A VECM model includes a set of "cointegrated long-run relationships" which, although they are NOT structural equations, they CAN be expressed (reparametrized) as structural equations (usually depending upon the appropriateness of the long-run adjustment error-correction coefficients, say, the dynamic stability of the VECM model). You can argue about/explain the specific parameterization in terms of a theoretical structure, even though you did select it based on the most appropriate empirical representation of the VECM. I would advise to use a VECM (estimated by Maximum Likelihood) model instead of a simultaneous equation model (estimated by 3SLS) because the former is robust against the empirical possibility of including spurious long-run relationships.
Dr. Bento´s answer is quite relevant because the first contrast in the literature was between "old" simultaneous equation models (SEMs) and the VARs. Christopher Sims made VARs win over SEMs thanks to his argument against the "incredible theoretical restrictions" used in SEMs (in favor of the non-orthogonal structural restrictions in "structural VARs"). But when the "new" statistical discussion about testing the stationarity or the non.stationarity of any particular time series took place, it turned out that if all the individual time series included in a VAR model are individually (made) stationary, then the whole VAR model is stable. What if at least one variable is not stationary? Then the VAR model will tend to be unstable and thus the econometrician should obtain its first-differenced version, which is stationary, and include only this version into the VAR model. The last paragraph of Dr. Bento's answer is related to the important issue about " long-run information" If there are at least two variables which are non-stationary each BUT they are intimately related by a long- run relationship, then the errors of such cointegrated relationchips should be added (with a lag) to the original VAR model as exogenous variables, and thus we obtain a VEC model.

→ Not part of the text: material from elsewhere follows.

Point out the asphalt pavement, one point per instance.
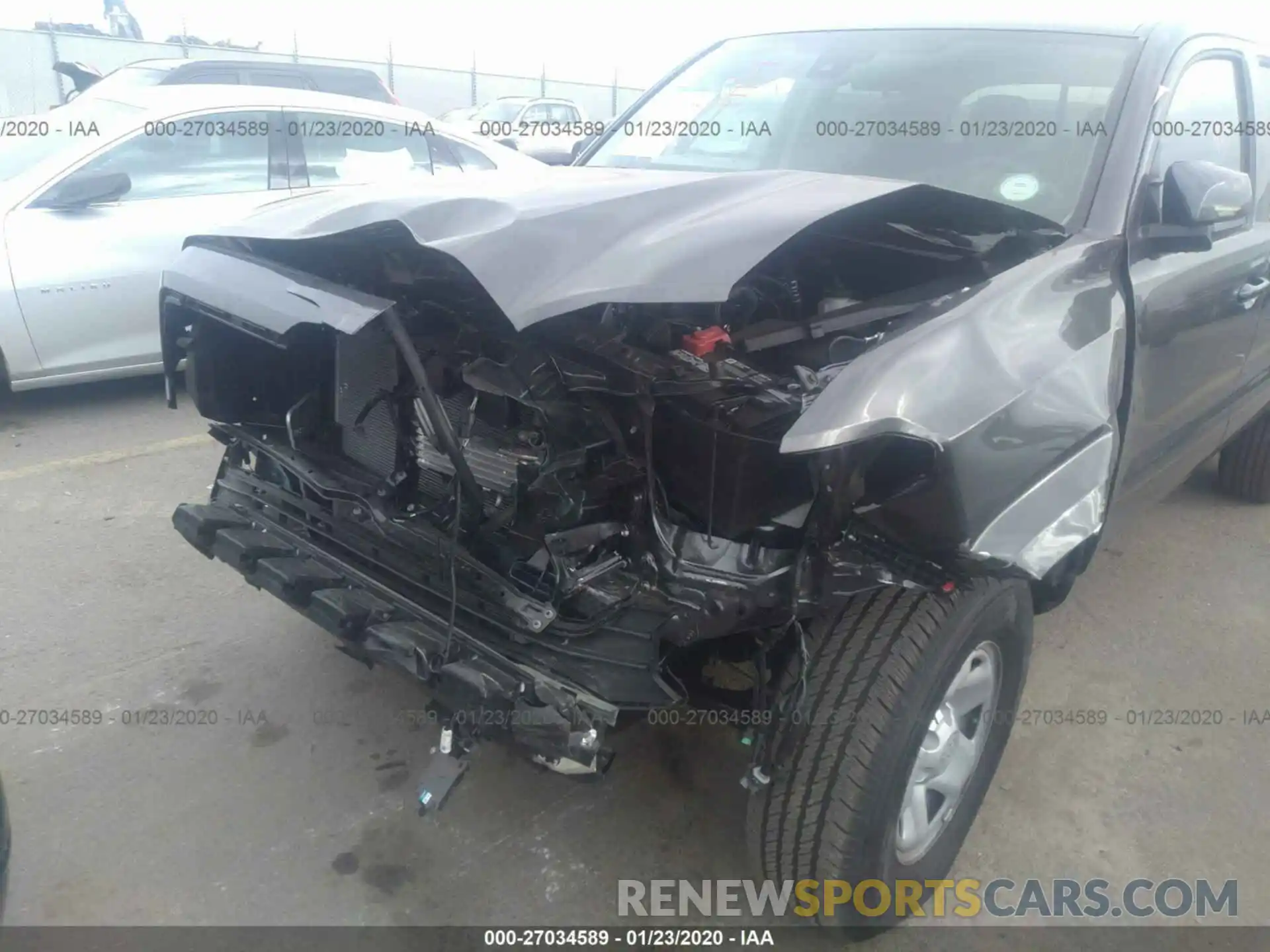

There is no direct answer to your question. If you are sure of your theory and have sufficient data to identify a structural equation model then such a model may be better. Your question does not indicate how you would intend to identify such a model. A VAR type model can always be regarded as the reduced form of a structural model. If you intend to use a VAR type model you must provide identification if you wish to do impulse response etc. analysis. Regardless you must use your economic theory. I suspect that there may be omitted variables in your model. I have listed below some points that you should consider for your analysis.
Are your two variables stationary, I(0) or non-stationary I(1)?
If both are nonstationary, I(1), but cointegrated you can use VECM methodology.
If both are nonstationary, I(1), and not cointegrated you can use VAR in first dirrerences
If both are stationary, I(0), you can use VAR methodology in levels.
If one is stationary, I(0) and the other I(1) you probably need to integrate the I(0) variable or first difference the I(1) variable to obtain a balanced relationship and then proceed as in 1 to 4 as appropriate.
If you plan to estimate a structural equation (3SLS) you need additional variables to identify your system.